Ganz normal ist es dann aber doch nicht. Erst kürzlich musste laut Medienberichten der Notarzt an eine Schule im nordrhein-westfälischen Euskirchen kommen. Mehrere Fünftklässler hatten dort an der Challenge teilgenommen, sie hatten Atemschwierigkeiten und Magenprobleme. Einer musste sogar ins Krankenhaus gebracht werden. Auch zu Augenschäden soll es laut dem Westfälischen Anzeiger gekommen sein, als sich die Schüler nach dem Verzehr in die Augen fassten. Die Schule in Euskirchen warnt nun vor den Chips.

Auch das Bundesinstitut für Risikobewertung warnte bereits 2011 vor extra scharfen Produkten, die sonst nur bei Wettbewerben verzehrt werden. Unter Umständen könnten diese lebensbedrohlich sein, heißt es dort. Der Verbraucherschützer Armin Valet blickt besorgt auf den Trend. "Die Challenge-Dynamik richtet sich an alle, besonders Kinder sind empfänglich und auch besonders gefährdet bei sehr scharfen Lebensmitteln." In seinen Augen wären konkrete Vorgaben wichtig, wann Warnhinweise oder Sicherheitsverschlüsse notwendig sind.

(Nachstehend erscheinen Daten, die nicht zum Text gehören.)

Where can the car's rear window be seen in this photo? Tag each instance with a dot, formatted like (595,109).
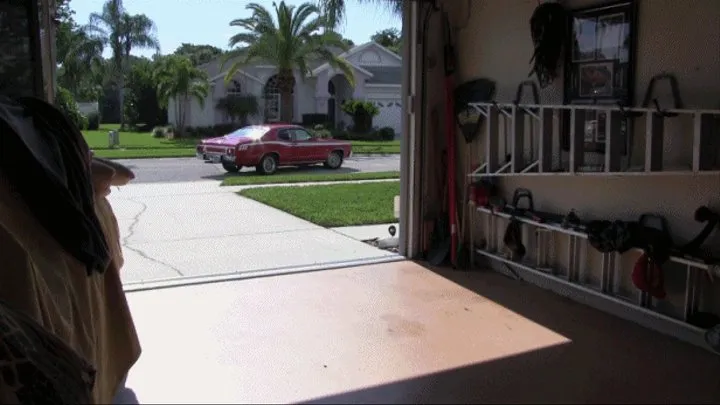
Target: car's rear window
(254,132)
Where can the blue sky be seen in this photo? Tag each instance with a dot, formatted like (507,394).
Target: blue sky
(206,21)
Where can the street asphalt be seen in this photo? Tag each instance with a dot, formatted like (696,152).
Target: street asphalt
(172,170)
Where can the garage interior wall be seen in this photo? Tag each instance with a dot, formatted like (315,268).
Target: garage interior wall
(493,40)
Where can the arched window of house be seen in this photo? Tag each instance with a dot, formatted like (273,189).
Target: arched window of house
(271,88)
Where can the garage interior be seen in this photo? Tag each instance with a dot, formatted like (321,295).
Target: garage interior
(566,326)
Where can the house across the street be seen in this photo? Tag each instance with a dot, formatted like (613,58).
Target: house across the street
(377,73)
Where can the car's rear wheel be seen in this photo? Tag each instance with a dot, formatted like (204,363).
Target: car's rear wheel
(268,164)
(231,167)
(334,160)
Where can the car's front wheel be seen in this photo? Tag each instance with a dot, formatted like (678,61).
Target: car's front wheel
(334,160)
(268,164)
(231,167)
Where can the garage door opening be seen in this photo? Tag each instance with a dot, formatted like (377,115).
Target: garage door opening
(250,166)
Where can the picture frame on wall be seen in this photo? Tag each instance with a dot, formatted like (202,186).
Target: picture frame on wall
(610,37)
(603,74)
(586,45)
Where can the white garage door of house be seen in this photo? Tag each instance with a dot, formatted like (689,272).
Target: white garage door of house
(390,113)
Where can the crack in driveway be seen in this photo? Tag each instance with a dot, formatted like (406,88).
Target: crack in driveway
(131,232)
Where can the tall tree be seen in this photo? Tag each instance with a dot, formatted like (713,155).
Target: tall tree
(177,78)
(199,54)
(121,32)
(390,38)
(334,10)
(80,55)
(290,41)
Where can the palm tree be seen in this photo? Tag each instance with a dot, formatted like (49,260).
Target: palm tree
(177,78)
(121,32)
(291,41)
(334,10)
(78,55)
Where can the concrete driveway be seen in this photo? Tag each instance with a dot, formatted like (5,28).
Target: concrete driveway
(192,169)
(191,229)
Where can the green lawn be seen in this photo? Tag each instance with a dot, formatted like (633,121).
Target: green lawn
(374,148)
(333,205)
(244,179)
(137,145)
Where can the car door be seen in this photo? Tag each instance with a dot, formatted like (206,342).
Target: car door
(303,144)
(286,148)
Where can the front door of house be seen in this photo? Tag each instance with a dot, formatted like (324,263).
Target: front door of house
(331,111)
(272,107)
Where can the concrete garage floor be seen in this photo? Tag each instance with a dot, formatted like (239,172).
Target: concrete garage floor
(401,333)
(193,229)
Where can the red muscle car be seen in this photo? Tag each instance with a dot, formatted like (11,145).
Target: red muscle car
(267,147)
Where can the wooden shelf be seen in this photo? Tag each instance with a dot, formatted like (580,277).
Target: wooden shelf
(696,263)
(545,129)
(601,296)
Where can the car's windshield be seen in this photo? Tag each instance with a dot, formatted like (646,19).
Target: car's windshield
(254,132)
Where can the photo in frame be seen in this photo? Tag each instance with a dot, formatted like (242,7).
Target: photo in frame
(611,37)
(585,48)
(596,79)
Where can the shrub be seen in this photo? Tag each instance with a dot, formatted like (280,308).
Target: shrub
(93,121)
(158,132)
(169,132)
(311,120)
(362,113)
(224,129)
(386,134)
(321,132)
(65,102)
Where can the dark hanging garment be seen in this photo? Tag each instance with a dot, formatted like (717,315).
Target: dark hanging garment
(36,367)
(47,162)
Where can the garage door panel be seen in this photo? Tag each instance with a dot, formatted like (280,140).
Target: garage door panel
(390,114)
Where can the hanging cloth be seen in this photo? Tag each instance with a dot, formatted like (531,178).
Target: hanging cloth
(47,162)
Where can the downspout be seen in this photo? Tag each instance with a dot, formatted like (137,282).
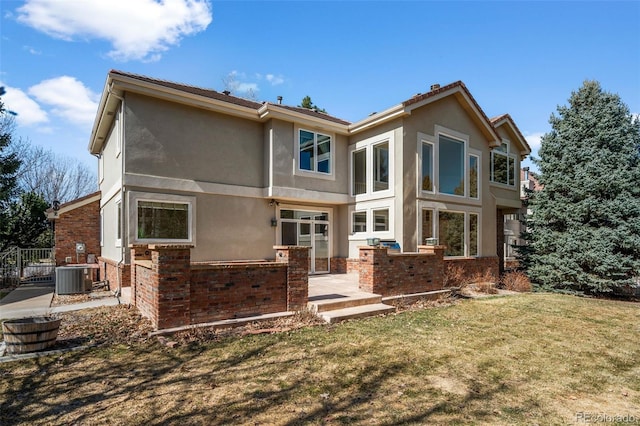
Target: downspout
(124,208)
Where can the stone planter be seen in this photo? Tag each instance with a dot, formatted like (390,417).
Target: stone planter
(30,334)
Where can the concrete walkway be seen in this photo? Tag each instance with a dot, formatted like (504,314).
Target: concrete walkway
(33,299)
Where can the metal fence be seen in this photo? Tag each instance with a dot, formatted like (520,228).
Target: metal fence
(27,265)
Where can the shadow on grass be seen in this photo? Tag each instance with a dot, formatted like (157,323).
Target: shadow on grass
(119,379)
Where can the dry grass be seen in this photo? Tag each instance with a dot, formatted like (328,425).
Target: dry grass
(548,358)
(516,281)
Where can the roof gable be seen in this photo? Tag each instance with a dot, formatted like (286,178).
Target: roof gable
(507,121)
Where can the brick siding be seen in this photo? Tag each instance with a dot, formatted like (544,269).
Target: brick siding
(80,225)
(109,271)
(171,291)
(396,274)
(476,267)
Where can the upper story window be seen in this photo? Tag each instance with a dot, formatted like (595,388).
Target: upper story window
(314,152)
(451,166)
(372,167)
(503,165)
(381,167)
(447,164)
(163,220)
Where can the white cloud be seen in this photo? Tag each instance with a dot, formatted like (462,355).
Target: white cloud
(137,30)
(534,140)
(274,80)
(28,111)
(68,98)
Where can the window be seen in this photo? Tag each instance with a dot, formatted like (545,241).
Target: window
(314,152)
(473,176)
(473,234)
(447,165)
(163,220)
(118,223)
(101,228)
(427,225)
(359,172)
(372,167)
(359,222)
(381,220)
(451,166)
(458,231)
(427,166)
(451,231)
(503,165)
(381,167)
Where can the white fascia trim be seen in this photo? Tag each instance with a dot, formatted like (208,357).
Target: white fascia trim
(179,96)
(54,215)
(487,125)
(110,193)
(269,111)
(188,185)
(378,118)
(305,195)
(523,143)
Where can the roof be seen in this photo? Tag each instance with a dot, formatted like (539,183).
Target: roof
(119,82)
(224,96)
(73,204)
(496,121)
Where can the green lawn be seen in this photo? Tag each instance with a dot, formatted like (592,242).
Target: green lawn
(525,359)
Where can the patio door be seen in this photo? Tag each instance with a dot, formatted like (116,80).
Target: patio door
(308,229)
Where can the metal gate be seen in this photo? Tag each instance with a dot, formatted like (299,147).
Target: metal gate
(27,265)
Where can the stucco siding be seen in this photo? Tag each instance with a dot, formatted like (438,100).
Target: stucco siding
(172,140)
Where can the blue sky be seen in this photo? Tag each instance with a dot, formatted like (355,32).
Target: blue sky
(352,58)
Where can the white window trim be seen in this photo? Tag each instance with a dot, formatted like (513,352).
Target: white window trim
(134,197)
(436,208)
(118,131)
(101,168)
(369,207)
(368,145)
(429,140)
(478,155)
(309,173)
(460,137)
(424,138)
(102,227)
(508,155)
(119,218)
(352,222)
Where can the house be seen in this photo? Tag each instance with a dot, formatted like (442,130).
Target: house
(513,226)
(77,230)
(232,177)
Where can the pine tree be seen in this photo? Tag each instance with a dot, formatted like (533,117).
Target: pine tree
(584,230)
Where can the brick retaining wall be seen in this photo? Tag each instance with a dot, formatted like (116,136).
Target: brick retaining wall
(172,292)
(396,274)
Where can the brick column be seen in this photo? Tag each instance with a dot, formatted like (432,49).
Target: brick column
(438,270)
(171,267)
(297,260)
(138,252)
(372,263)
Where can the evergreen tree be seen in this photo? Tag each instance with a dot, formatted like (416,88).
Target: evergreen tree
(584,229)
(27,225)
(308,104)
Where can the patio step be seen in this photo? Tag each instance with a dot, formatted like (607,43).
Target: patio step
(332,304)
(362,311)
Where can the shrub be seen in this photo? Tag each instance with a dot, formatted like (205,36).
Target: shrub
(516,281)
(454,277)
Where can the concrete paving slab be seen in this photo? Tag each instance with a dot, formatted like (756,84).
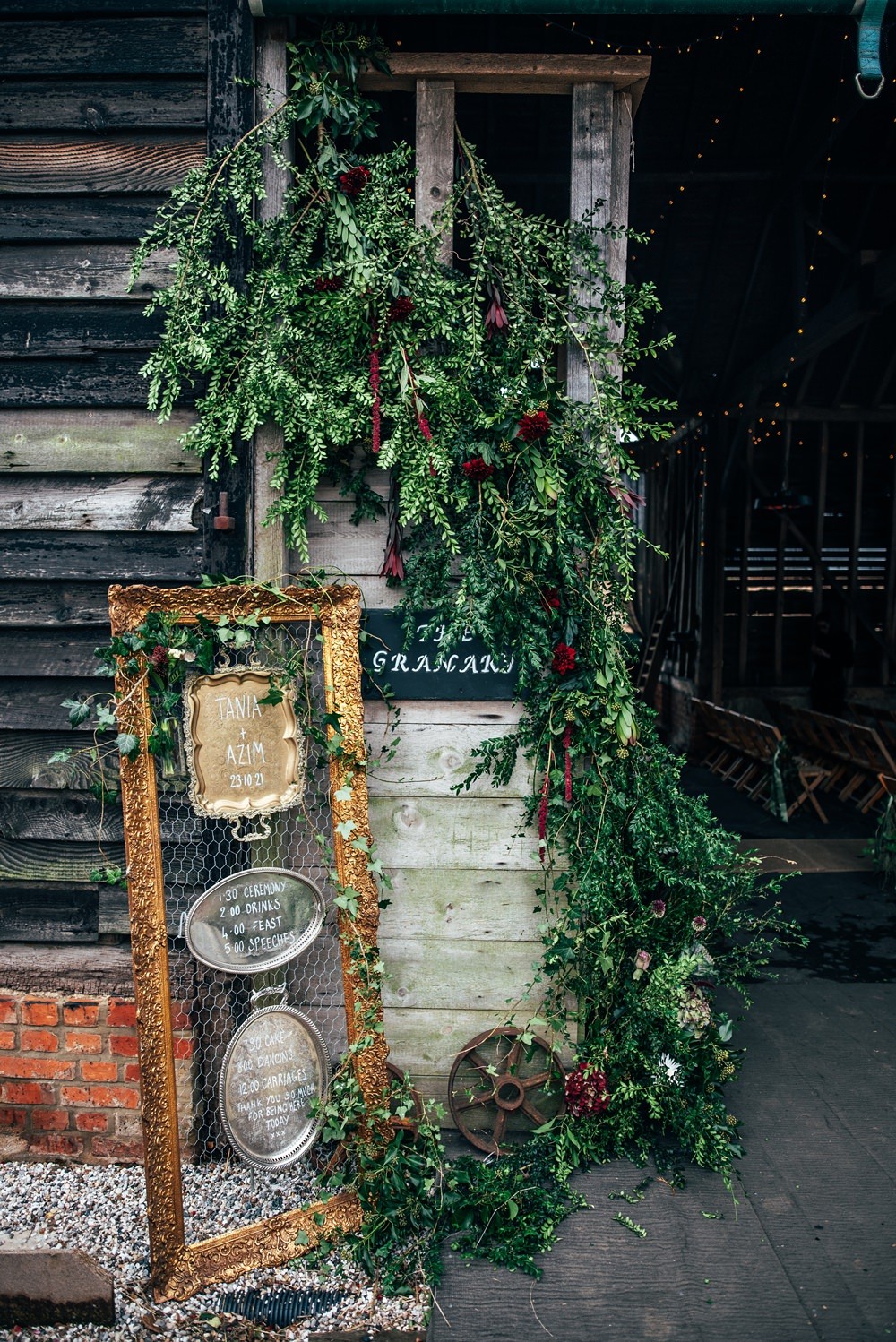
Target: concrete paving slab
(53,1286)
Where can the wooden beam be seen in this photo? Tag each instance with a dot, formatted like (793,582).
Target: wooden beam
(821,497)
(744,595)
(483,72)
(435,156)
(53,166)
(599,189)
(231,51)
(855,530)
(890,582)
(269,560)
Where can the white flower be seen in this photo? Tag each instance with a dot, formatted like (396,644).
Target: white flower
(672,1070)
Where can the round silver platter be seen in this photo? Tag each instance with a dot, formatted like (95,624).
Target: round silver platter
(255,921)
(275,1067)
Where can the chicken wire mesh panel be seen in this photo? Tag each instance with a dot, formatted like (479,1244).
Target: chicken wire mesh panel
(210,1005)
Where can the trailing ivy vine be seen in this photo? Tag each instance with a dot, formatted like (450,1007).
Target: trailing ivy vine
(513,515)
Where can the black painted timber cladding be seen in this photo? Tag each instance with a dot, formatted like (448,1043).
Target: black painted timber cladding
(101,113)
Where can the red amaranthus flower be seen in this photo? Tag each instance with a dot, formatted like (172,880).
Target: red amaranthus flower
(353,181)
(564,659)
(477,469)
(495,317)
(534,427)
(401,307)
(375,387)
(628,500)
(586,1093)
(159,659)
(329,283)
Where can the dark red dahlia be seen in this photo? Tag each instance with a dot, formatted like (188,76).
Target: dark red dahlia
(401,307)
(477,469)
(564,659)
(159,659)
(353,181)
(495,317)
(586,1093)
(534,427)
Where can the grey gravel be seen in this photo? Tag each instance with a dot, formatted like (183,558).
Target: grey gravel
(102,1209)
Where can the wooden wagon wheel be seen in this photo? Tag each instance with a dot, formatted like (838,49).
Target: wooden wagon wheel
(499,1082)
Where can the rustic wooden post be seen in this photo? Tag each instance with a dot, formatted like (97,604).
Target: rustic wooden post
(267,552)
(599,177)
(435,155)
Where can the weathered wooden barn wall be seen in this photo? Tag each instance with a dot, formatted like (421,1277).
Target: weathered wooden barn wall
(101,115)
(461,935)
(461,938)
(104,115)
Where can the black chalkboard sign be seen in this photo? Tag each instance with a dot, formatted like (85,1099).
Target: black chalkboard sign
(421,671)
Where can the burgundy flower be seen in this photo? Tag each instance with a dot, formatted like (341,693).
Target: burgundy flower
(534,427)
(375,387)
(564,659)
(423,425)
(159,659)
(586,1093)
(642,962)
(401,307)
(495,317)
(477,469)
(353,181)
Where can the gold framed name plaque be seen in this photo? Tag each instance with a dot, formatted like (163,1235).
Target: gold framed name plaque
(245,753)
(199,1023)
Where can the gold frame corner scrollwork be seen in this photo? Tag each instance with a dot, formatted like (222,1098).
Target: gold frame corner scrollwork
(180,1269)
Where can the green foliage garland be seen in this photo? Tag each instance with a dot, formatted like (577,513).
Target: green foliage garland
(349,333)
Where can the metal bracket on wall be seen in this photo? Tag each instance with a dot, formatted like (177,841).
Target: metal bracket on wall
(869,73)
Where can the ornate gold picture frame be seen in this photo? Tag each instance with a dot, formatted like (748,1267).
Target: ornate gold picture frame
(178,1269)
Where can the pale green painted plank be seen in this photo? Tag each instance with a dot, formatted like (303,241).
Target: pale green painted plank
(432,760)
(452,834)
(431,973)
(491,906)
(96,442)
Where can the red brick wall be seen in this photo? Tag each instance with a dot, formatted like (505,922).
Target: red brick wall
(70,1077)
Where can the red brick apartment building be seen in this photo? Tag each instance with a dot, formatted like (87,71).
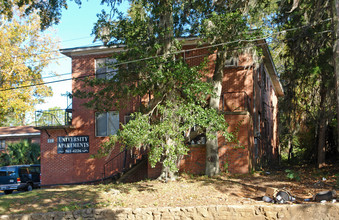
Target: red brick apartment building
(249,102)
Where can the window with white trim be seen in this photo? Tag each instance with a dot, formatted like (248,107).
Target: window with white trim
(105,69)
(106,123)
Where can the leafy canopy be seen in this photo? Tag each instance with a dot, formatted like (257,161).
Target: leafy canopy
(24,53)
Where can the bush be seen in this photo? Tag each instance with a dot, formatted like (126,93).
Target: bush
(22,152)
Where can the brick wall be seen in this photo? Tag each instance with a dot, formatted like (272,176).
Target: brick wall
(241,92)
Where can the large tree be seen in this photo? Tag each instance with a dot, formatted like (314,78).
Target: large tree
(49,11)
(178,93)
(25,52)
(308,76)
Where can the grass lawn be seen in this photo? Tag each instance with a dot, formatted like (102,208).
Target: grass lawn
(188,190)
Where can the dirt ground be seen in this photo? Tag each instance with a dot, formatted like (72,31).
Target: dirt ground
(186,191)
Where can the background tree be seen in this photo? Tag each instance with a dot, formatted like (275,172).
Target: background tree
(49,11)
(178,95)
(308,109)
(25,52)
(22,152)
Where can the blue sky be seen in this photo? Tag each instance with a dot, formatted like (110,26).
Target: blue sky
(74,30)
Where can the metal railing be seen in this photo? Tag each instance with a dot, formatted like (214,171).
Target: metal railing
(235,102)
(57,117)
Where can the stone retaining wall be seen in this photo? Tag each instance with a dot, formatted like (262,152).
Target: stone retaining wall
(236,212)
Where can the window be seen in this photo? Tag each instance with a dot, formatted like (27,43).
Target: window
(2,144)
(104,68)
(106,123)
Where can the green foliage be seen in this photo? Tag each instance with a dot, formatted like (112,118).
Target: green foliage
(49,11)
(292,175)
(25,53)
(308,78)
(20,153)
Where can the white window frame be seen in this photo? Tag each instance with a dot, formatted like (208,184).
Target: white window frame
(115,126)
(106,70)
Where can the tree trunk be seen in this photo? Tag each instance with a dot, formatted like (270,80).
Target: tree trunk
(322,126)
(336,58)
(212,153)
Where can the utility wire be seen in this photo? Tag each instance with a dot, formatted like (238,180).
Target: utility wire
(175,53)
(279,32)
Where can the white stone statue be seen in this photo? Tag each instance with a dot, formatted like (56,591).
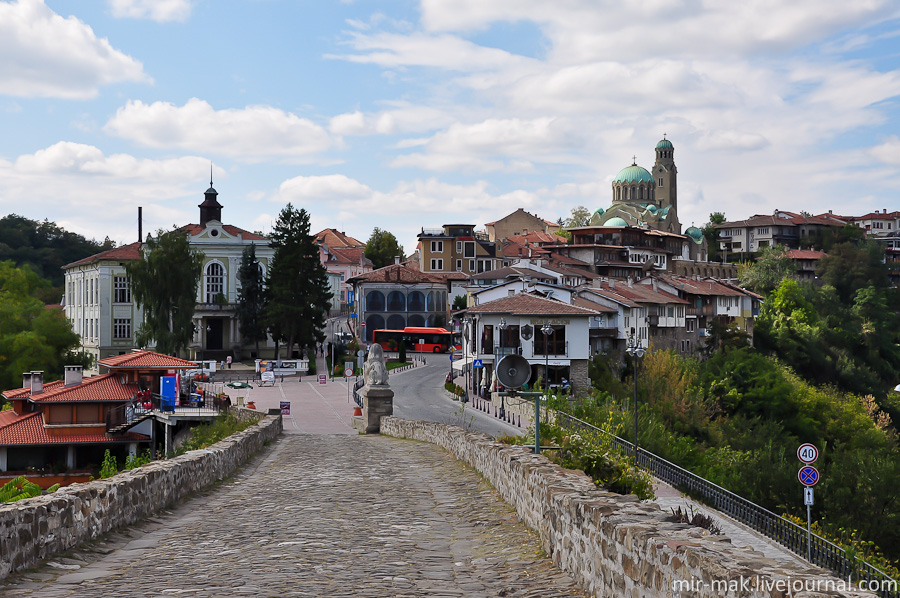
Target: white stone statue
(375,372)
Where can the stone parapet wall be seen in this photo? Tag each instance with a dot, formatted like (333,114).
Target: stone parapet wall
(33,530)
(614,544)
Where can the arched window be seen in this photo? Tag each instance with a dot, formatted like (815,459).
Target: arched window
(396,322)
(396,301)
(415,302)
(375,301)
(373,323)
(215,281)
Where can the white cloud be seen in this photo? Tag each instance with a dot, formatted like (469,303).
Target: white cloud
(252,134)
(46,55)
(88,192)
(156,10)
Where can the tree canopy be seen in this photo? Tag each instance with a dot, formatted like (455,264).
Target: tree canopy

Es ist kein Wunder, dass der Verzehr des Crackers viral geht. Nicht nur ist das Konzept aufgebaut wie eine Mutprobe, es wird auch dazu angeregt, möglichst viel davon zu konsumieren. Für drei Chip-Särge gibt es Rabatte, bei fünf wird angeblich sogar ein Baum gepflanzt. Ein offizieller Wettbewerb für den Gewinn eines iPhones findet sich auf der Website. Der ideale Nährboden für einen Trend.